Existing-home sales as measured by the National Association of Realtors are underperforming the rate supported by current market conditions, according to First American’s latest Potential Homes Sales model.
The gap between actual existing-homes sales and their potential for the month of September is an estimated 453,000 sales or 7.8 percent, “due to supply constraints caused by existing homeowners’ reluctance to list their homes for sale for fear of not being able to find a home to buy,” said the report.
“Additionally, Hurricanes Irma and Harvey may negatively impact actual existing-home sales regionally, but only temporarily. Based on data from previous natural disasters, homebuying usually rebounds as households recover from the disruption of natural disasters,” the report added.About the potential home sales model
First American’s potential home sales model measures what they believe is a healthy market level of home sales based on the demographic, economic and housing market environments.
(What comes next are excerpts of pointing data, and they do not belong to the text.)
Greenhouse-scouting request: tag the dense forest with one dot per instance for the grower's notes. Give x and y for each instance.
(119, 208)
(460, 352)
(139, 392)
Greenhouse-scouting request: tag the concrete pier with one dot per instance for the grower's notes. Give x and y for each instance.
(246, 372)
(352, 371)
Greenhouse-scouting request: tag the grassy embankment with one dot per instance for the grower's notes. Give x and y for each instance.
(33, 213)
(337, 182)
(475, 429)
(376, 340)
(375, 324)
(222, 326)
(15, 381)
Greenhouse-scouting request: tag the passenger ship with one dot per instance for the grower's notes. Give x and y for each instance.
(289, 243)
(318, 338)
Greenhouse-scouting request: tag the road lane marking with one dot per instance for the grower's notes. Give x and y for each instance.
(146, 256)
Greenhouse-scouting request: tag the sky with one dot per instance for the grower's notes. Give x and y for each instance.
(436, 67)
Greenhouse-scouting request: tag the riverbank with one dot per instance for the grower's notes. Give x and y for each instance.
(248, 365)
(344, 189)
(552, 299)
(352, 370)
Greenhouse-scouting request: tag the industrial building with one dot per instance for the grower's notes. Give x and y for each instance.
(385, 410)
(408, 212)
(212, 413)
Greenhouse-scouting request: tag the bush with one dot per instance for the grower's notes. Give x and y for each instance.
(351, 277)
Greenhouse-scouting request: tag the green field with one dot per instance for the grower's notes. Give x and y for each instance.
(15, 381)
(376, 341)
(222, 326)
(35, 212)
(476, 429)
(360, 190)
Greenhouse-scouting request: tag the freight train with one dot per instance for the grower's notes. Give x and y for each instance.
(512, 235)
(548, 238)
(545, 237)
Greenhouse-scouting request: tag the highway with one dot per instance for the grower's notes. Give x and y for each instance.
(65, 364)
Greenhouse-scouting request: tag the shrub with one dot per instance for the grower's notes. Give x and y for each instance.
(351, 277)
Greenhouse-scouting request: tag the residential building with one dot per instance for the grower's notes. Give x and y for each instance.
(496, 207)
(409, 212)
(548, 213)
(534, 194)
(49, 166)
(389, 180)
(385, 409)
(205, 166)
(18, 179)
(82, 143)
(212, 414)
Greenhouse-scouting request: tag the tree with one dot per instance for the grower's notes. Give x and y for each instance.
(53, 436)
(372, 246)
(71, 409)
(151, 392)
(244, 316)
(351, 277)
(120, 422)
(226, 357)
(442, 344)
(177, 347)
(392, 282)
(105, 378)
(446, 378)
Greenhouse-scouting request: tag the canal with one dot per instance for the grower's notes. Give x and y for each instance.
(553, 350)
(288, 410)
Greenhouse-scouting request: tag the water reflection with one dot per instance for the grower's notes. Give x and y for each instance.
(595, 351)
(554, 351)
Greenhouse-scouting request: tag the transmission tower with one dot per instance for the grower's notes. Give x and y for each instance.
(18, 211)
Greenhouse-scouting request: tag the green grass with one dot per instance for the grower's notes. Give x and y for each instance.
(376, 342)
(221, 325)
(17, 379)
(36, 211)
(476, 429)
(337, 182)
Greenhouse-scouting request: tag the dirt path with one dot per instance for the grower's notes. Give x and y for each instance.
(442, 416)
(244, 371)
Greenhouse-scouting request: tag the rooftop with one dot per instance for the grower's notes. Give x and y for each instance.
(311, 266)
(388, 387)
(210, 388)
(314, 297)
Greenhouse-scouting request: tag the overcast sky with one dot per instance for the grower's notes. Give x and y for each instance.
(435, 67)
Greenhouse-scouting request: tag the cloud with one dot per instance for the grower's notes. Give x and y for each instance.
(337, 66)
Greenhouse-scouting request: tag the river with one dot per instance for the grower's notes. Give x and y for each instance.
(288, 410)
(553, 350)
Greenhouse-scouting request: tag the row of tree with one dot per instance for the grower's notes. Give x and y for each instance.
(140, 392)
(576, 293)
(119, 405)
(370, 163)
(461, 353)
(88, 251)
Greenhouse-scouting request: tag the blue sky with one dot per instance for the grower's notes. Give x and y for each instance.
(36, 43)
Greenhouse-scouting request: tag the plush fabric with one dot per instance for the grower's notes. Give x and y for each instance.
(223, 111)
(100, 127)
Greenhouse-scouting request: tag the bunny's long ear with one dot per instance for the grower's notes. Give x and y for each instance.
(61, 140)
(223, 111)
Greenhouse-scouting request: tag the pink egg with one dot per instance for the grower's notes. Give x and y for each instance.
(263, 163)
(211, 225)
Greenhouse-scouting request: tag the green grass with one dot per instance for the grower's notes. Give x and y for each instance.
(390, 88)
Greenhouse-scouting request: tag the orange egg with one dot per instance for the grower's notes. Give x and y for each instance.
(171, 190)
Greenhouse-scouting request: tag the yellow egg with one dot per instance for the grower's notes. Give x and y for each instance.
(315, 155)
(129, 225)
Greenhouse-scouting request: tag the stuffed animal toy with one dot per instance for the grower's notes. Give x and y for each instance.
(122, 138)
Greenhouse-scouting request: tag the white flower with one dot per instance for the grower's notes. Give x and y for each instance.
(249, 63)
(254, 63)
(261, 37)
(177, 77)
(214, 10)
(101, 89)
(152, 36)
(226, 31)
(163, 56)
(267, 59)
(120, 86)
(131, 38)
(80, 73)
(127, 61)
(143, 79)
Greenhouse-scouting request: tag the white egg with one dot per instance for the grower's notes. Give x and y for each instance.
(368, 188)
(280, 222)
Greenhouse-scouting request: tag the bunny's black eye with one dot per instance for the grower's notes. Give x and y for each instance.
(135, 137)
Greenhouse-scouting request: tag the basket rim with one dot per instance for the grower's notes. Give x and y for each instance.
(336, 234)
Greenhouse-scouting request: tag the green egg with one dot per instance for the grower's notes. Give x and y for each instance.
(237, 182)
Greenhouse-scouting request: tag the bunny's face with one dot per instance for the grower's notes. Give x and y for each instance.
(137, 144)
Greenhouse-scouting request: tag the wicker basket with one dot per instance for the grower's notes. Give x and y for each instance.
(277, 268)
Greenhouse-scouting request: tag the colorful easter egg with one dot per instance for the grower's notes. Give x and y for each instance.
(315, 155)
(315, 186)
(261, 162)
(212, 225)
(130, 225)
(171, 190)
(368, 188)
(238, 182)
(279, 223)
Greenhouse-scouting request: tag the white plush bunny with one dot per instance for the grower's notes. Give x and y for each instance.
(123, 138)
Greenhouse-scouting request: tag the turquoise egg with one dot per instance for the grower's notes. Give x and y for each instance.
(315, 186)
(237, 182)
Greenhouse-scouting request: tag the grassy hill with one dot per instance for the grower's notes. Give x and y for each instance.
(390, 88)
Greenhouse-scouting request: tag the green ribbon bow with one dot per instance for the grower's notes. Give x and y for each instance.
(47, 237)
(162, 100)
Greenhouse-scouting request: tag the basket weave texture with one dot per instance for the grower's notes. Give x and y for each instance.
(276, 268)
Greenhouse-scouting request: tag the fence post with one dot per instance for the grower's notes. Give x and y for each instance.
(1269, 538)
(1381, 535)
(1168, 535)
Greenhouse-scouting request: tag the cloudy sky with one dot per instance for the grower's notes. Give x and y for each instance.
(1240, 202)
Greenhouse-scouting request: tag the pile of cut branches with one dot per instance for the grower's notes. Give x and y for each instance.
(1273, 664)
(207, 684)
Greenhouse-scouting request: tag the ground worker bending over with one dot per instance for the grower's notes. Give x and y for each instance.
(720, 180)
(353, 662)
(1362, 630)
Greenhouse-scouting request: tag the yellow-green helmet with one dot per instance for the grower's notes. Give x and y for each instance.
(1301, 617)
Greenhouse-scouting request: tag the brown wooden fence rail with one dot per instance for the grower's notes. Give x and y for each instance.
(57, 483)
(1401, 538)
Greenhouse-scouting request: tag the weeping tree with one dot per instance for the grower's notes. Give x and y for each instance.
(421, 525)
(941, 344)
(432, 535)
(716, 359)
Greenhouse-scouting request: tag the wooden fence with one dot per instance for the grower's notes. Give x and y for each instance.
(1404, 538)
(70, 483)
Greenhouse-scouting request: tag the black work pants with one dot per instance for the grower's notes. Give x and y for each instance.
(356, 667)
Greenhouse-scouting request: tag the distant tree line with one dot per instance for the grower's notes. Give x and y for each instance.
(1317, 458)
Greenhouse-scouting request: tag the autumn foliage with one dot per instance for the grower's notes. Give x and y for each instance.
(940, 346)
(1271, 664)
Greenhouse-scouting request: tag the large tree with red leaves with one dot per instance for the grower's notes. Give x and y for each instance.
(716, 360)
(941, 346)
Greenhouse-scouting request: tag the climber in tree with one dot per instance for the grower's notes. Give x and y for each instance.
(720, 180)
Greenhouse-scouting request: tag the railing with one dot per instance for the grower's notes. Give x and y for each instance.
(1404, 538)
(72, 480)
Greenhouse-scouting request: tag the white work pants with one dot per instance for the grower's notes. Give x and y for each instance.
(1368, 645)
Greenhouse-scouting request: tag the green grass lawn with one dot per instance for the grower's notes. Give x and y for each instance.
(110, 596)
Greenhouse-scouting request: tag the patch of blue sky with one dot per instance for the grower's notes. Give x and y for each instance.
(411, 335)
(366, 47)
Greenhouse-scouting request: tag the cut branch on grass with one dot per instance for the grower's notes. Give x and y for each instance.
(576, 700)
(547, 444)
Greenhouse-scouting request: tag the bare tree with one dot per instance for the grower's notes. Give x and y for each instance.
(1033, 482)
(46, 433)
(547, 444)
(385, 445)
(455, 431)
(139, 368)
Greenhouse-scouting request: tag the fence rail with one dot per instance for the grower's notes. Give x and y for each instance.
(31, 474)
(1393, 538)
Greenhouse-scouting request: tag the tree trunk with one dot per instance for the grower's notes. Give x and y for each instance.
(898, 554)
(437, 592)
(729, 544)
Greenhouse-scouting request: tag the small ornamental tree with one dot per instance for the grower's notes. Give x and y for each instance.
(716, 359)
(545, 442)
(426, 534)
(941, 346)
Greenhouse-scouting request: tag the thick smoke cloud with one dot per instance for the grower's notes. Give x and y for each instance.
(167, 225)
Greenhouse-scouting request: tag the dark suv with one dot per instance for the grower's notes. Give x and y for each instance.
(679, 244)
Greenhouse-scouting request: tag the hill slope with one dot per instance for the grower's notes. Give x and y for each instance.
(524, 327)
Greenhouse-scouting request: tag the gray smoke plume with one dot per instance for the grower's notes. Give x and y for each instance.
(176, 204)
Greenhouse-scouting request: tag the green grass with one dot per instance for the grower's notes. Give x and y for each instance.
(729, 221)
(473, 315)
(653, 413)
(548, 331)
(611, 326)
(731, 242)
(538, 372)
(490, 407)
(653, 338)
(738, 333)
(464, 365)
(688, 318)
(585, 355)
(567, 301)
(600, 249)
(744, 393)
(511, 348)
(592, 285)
Potential home sales measures existing-homes sales based on the historical relationship between existing-home sales and U.S. population demographic data, U.S. income and labor market conditions, U.S. housing market price trends and financial market conditions.
When existing-home sales are significantly above potential home sales, an increased likelihood of market correction occurs because the turnover rate is not supported by the market. When the SAAR of existing-home sales is below the level of potential existing-home sales, it means market turnover is underperforming the rate supported by current conditions.